Елена за похоронными хлопотами как-то упустила из виду Василисины слова об уходе. Ссора ее с мужем за эти дни очерствела, как будто коркой покрылась. Они почти не разговаривали, только по домашней необходимости. В первый же вечер, когда дети Полосухины появились у них дома, еще до ссоры, Елена постелила мужу на кушетке в кабинете, Таню взяла к себе в спальню – тогда это было не обозначение ссоры, а бытовая необходимость: некуда было уложить трех детей… И так оно было всю неделю, до самых похорон Лизаветы.

Как знать, не случись этой необходимости, может, нашел бы Павел Алексеевич слова или жесты, смягчающие обиду, жена поплакала бы на его широкой густоволосой груди, удостоверившись в мужней любви, и все пошло бы своим обычным порядком…

На следующее после похорон утро Елена обнаружила на кухне Василису Гавриловну в шелковом, подаренном на Рождество новом платке, в новых туфлях… Она прямо сидела на стуле, а рядом стоял маленький фибровый чемодан и большой узел с бельем и подушкой.

Елена села рядом и заплакала. Василиса опустила зрячий глаз, рот собрала в горстку, руки прижала к груди, крестом, как перед причастием.
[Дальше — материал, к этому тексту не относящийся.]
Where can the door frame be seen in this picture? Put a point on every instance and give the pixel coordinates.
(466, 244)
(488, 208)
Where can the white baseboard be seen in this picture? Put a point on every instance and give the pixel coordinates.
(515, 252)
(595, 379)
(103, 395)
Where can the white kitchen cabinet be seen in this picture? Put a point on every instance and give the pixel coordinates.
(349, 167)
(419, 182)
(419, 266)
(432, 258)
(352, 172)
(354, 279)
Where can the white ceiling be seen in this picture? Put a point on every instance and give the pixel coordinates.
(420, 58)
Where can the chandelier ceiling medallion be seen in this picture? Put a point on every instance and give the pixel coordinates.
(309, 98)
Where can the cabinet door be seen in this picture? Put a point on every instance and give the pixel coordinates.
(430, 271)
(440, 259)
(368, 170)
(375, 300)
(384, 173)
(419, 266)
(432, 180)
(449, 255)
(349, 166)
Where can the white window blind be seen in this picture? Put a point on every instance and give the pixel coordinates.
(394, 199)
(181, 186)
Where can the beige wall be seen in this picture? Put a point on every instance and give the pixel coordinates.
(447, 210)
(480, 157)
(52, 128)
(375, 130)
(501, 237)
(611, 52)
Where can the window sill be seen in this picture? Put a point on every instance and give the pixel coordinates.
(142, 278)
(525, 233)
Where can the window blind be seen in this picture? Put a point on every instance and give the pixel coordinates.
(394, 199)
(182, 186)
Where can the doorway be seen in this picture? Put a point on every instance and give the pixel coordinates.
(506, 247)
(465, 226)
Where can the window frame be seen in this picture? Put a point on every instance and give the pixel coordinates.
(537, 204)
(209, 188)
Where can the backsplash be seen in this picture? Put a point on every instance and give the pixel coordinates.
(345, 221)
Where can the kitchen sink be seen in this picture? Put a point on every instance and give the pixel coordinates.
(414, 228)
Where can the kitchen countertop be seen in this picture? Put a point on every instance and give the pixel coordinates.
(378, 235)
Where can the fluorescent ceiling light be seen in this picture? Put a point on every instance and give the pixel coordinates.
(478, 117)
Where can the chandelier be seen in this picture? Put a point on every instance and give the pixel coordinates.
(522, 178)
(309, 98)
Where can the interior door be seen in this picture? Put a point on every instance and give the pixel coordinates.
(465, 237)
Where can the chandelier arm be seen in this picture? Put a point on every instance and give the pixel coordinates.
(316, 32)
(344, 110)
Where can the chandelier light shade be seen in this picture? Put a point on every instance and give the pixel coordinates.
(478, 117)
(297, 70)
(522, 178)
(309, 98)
Молчала.

– Да куда же ты, Васенька? – Елена не ожидала от Василисы такой твердости.

– А откуда пришла, туда и уйду, – сурово ответила Василиса. – Бог с тобой, Елена.

Смотрела Василиса прямо, один глаз белый, другой голубой. Неприятный взгляд.

«Неужели она нас совсем не любит?» – ужаснулась Елена. Вынула из сумки все деньги, что у нее были, и молча отдала Василисе.

Василиса поклонилась, взяла свои пожитки и пошла… Так просто. Как будто и не прожила вместе с Еленой двадцати лет. Исчезла, не простившись с Таней, с Павлом Алексеевичем. Не оглянувшись.